The Finance Minister also dannounce changes to the Small and Medium Enterprise (SME) government guarantee loan programme, which went largely unused as many applicants failed to meet the required criteria to access the loan.
“The banks recognised that several applicants were having difficulty in moving from the application stage to the disbursement stage of the loan programme. The biggest problem was with the area of statutory requirements. Forty-seven per cent of the persons who were turned down for one of these SMEs loans were unable to provide evidence of up-to-date VAT payments,” said Imbert, who confirmed that adjustments were made so that applicants could provide documents from 2018 in widening the availability.
He also confirmed that the Government would now guarantee 100 per cent of the loan, as opposed to 75 percent guarantee, while also adjusting the minimum threshold required for the loan.
“I’m going to take it back to the year and 2018 so that the applicants will now. They must show that they are up to date with taxes and NIS payments up to 2018 and will be given one year after they get the loan to bring themselves fully up to date,” Imbert said.

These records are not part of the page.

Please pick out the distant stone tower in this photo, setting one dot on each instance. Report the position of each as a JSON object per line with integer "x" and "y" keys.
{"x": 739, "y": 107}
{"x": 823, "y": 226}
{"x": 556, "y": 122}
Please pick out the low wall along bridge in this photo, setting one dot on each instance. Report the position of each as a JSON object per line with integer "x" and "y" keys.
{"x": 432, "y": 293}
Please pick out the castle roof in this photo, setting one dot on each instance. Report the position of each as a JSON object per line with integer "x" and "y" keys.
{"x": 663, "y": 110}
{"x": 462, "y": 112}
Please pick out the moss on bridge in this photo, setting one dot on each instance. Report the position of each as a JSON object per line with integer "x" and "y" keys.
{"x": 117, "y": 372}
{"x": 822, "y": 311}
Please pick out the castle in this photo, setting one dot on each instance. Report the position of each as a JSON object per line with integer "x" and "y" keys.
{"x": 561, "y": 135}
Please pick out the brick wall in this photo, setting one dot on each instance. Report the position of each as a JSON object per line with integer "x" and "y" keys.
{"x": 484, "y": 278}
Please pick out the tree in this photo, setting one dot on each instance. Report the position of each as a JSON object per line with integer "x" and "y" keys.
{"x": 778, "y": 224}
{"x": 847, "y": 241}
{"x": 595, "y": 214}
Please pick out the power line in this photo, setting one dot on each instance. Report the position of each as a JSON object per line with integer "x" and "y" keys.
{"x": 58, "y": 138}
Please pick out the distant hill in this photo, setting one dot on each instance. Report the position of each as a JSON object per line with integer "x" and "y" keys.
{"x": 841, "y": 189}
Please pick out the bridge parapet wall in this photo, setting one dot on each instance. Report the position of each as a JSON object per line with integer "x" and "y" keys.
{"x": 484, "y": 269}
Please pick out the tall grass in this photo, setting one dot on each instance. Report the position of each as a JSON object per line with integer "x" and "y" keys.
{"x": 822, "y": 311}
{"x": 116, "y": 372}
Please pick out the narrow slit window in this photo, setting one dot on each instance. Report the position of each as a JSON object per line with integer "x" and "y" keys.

“We are also changing the threshold. So that we’re lowering the threshold for access to the facility to $500,000 annual turnover, which isn’t much for a small business, but we thought that that’s the thresholds for Value-Added Tax registration, $500,000.”
Imbert confirmed that the loan, which had previously been meant to cover operational expenses and salary payments, could also now be used for fixed asset and plant and machinery as well.
The minister confirmed that 272 businesses successfully applied for the loans but said in excess of 300 applications were received.